――子ども優先ではなく、あくまで仕事をする場。就労中にどこまで子どもの相手をしてよいのか、判断に困ることもありそうです。
仕事ができなくなったら制度の利用は打ち切り、ということを職員たちに徹底させました。職務への支障が出たり、周囲に迷惑になったりしたと判断したら早退、あるいは、上司が状況を見て早退を勧告できるという決まりです。
実際に自主判断で早退した職員もいれば、私のように配偶者に予定より早めに迎えにきてもらった職員もいました。それぞれの判断がきちんとされていましたので、上司からの勧告というケースはありませんでした。
そもそも地方公務員には、職務専念義務が課せられています。つまり、仕事に専念できないとなると、それは違法になります。この義務と子連れ出勤とは、バッティングしてしまうのも事実です。ただ、初めから難しいと諦めてしまっては何も変わりません。
――子どもが騒いで「仕事にならない」といったトラブルは、実際にありませんでしたか。
子どもの特性を親はよくわかっているので、利用前にいったん親としての判断をするわけです。仕事場は子どもにとって決して楽しいところではなく、騒いで走り回ることはできません。わが子は、仕事のじゃまをせず、周囲に迷惑をかけずに過ごすことができるだろうか。さらに、利用してみたものの子どもがつらくなり、仕事ができなくなれば、切り上げという判断が入ります。
結果的に職場環境は乱れることなく、スムーズに実施できました。制度に助けられたというだけでなく、わが家もそうですが、親の仕事をする姿を見せられて会話が広がったという反響もあったんです。また、制度を利用していない職員からも、子どもたちがいることでかえって職場が和んだという声も多く上がりました。
――SNS上では、「仕事にならないのでは」「子どもを無理やり連れていってはかわいそう」といった批判の声も多く上がりました。
初めての試みですので、批判は必ず上がるだろうと、始める前から予想していました。
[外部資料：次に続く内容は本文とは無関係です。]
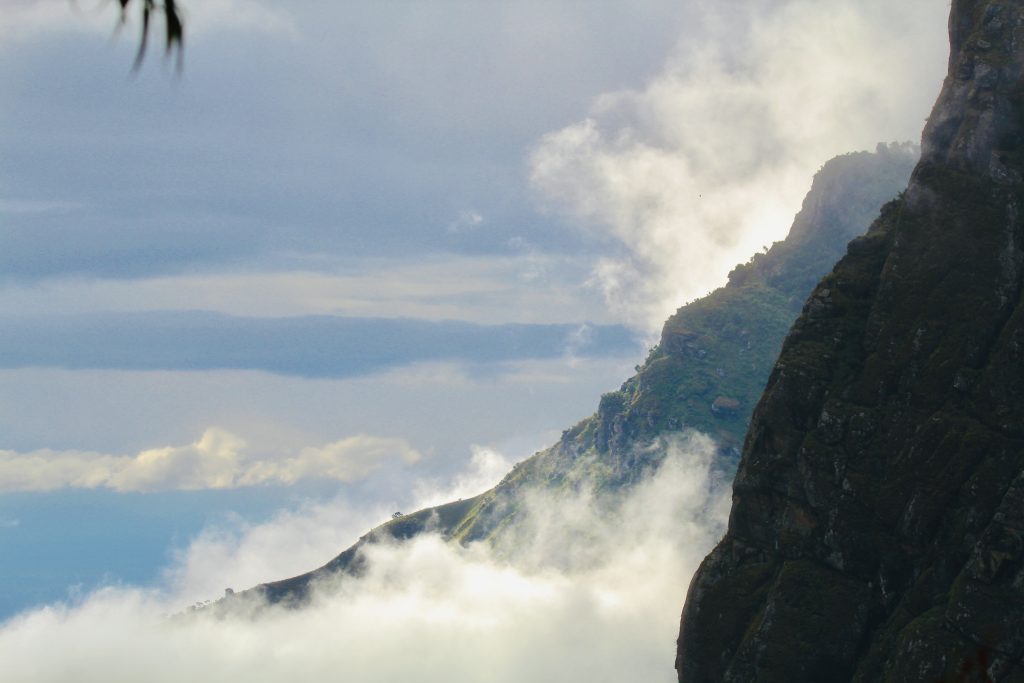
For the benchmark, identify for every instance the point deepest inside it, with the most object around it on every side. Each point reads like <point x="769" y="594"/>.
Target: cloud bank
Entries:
<point x="217" y="460"/>
<point x="710" y="161"/>
<point x="306" y="346"/>
<point x="427" y="611"/>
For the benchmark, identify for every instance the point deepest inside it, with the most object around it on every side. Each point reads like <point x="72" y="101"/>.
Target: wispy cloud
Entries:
<point x="426" y="611"/>
<point x="217" y="460"/>
<point x="711" y="160"/>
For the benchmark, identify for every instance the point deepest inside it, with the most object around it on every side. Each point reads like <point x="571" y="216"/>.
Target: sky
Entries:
<point x="357" y="257"/>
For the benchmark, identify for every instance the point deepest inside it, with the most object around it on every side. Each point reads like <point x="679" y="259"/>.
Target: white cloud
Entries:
<point x="485" y="468"/>
<point x="526" y="288"/>
<point x="711" y="160"/>
<point x="217" y="460"/>
<point x="467" y="220"/>
<point x="426" y="611"/>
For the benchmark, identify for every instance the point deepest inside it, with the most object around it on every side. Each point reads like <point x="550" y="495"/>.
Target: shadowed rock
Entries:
<point x="878" y="512"/>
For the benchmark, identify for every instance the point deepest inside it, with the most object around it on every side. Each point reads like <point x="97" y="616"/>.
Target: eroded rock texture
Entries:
<point x="878" y="523"/>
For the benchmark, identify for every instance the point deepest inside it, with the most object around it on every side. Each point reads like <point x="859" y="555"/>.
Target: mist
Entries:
<point x="709" y="162"/>
<point x="604" y="607"/>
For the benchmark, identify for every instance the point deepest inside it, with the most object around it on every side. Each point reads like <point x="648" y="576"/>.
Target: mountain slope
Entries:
<point x="878" y="512"/>
<point x="706" y="373"/>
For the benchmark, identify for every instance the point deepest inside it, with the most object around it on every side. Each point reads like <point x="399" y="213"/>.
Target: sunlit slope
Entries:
<point x="707" y="372"/>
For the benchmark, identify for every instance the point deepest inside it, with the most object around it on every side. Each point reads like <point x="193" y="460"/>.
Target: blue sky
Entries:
<point x="399" y="226"/>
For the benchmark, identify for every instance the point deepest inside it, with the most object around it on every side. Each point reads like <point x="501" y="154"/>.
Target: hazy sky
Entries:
<point x="200" y="274"/>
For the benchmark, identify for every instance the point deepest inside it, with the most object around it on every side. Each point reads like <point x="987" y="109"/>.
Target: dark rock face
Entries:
<point x="878" y="523"/>
<point x="707" y="373"/>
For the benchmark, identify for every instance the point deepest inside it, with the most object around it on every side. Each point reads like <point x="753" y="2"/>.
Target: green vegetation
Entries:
<point x="707" y="372"/>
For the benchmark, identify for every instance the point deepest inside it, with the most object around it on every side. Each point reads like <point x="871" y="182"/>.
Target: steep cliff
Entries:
<point x="707" y="372"/>
<point x="878" y="523"/>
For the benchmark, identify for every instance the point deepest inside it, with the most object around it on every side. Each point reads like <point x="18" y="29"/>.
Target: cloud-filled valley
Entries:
<point x="361" y="257"/>
<point x="427" y="610"/>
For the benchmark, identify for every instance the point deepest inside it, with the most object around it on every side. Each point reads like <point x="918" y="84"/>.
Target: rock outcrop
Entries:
<point x="877" y="531"/>
<point x="707" y="373"/>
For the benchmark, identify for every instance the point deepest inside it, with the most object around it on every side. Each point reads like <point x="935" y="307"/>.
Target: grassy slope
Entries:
<point x="707" y="372"/>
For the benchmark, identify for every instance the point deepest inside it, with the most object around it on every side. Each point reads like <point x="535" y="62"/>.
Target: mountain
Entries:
<point x="706" y="373"/>
<point x="877" y="530"/>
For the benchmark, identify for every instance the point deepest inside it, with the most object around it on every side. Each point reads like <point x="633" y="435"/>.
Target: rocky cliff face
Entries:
<point x="878" y="523"/>
<point x="707" y="373"/>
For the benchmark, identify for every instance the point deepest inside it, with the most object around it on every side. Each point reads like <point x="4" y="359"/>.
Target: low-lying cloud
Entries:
<point x="217" y="460"/>
<point x="304" y="346"/>
<point x="708" y="163"/>
<point x="426" y="611"/>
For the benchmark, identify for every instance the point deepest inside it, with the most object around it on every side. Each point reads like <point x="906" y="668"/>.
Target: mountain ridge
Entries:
<point x="876" y="528"/>
<point x="706" y="373"/>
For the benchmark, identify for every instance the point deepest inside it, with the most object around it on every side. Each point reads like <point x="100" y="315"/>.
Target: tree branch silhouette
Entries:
<point x="174" y="28"/>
さまざまなご意見は素直に受け止めています。ただ、十分な情報が伝わっていないうえでのお声もありましたので、この制度を社会に広げていくには、丁寧な発信が必要と考えています。
一つ言えることは、実際に預け先がなくて困った状況になったときに、子どもにとってふさわしい場があるかどうかが大切なのです。一時預かりの施設が利用できてのびのびと過ごせるならばそれがいい。おじいちゃんやおばあちゃんのもとで安心して過ごせるならばそれがいい。ただ、お父さんやお母さんの近くにいることが子どもにとって望ましいようであれば、市役所に連れてきてください、ということです。保育園や学童の代わりとしての利用は想定していません。